Für die Ukraine markiert dieser Vorfall eine potenziell wiederholbare Methode, tief im russischen Hinterland gut geschützte Ziele anzugreifen. Dieselbe Strategie ließe sich theoretisch auch auf Raketendepots und – noch bedeutsamer – auf die Fabriken anwenden, in denen Russland die Schahid-Drohnen in Serie produziert.

Kiew musste in den vergangenen Monaten dringend eine Antwort auf Drohnen- und ballistische Raketenangriffe finden, die mehr Schaden anrichteten als russische Marschflugkörper. Laut dem „Missile War Project“ des Center for Strategic and International Studies (CSIS) sind Schahid-Drohnen aktuell die am häufigsten eingesetzte und kosteneffizienteste Luftwaffe in Russlands Kampagne.

Die Auswirkungen der Operation Spinnennetz reichen jedoch weit über den Ukraine-Krieg hinaus – denn sie erschüttern das überkommene Verständnis, dass rückwärtige Gebiete in der Tiefe eines Landes sicher seien. Vom eigenen Territorium aus gestartete, relativ günstige Drohnen zerstörten Flugzeuge, die Milliarden wert sind und das Rückgrat von Moskaus Langstreckenangriffen und nuklearer Abschreckung bilden. Es ist eine Strategie, die von anderen Akteuren gegen andere Länder leicht kopiert werden könnte.
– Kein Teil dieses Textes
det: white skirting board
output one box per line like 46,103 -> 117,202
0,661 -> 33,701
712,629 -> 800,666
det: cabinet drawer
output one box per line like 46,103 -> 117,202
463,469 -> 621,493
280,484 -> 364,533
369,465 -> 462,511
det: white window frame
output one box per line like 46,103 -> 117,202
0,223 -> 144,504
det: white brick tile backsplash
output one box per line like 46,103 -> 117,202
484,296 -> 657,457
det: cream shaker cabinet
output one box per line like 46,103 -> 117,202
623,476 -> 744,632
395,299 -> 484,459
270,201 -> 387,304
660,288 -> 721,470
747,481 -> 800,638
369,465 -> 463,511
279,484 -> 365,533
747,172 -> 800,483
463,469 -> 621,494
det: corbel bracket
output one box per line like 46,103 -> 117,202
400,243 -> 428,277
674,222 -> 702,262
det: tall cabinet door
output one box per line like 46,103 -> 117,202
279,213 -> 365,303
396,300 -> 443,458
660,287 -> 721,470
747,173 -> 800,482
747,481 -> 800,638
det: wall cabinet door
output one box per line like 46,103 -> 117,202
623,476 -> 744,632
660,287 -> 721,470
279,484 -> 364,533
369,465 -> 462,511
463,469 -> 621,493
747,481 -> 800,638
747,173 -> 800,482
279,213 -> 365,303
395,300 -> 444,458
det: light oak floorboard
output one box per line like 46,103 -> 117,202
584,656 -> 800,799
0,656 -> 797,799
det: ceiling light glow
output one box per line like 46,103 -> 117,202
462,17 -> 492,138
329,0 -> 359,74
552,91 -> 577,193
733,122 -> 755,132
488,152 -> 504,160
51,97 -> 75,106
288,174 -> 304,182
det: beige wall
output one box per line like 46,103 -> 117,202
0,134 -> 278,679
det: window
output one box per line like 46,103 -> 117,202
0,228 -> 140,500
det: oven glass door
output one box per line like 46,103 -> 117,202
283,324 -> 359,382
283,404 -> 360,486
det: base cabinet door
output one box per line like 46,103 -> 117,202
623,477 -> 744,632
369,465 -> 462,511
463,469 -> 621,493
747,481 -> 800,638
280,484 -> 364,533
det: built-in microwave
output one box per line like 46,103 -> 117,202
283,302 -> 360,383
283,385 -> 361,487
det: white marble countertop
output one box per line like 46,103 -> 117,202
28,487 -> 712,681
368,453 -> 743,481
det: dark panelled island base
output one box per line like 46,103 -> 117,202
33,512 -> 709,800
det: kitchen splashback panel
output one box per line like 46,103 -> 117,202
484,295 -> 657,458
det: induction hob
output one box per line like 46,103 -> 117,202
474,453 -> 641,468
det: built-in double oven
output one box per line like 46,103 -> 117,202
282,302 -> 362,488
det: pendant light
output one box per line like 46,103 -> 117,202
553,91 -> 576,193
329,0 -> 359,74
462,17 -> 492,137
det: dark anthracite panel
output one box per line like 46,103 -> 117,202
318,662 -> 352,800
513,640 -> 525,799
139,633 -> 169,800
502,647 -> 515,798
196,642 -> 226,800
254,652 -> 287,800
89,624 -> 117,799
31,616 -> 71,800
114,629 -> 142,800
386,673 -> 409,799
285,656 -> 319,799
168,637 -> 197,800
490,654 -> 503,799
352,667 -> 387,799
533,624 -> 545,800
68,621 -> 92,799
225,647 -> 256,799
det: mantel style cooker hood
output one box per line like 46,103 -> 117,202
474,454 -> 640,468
Jeder, der in der Lage ist, unbemerkt zu infiltrieren, sich zu verstecken und kleine Drohnen einzusetzen, kann die Luftangriffskapazität eines Gegners sabotieren. Luftstreitkräfte, die sich auf große, ortsfeste Basen stützen, stehen nun vor einer Entscheidung: ihre Stützpunkte massiv zu befestigen, ihre Einheiten zu verteilen – oder anzuerkennen, dass ihre Landebahnen längst die neue Frontlinie darstellen.

*Benjamin Jensen ist Professor für Strategische Studien am College für Advanced Warfighting der Marine Corps University und Gastwissenschaftler an der School of International Service der American University.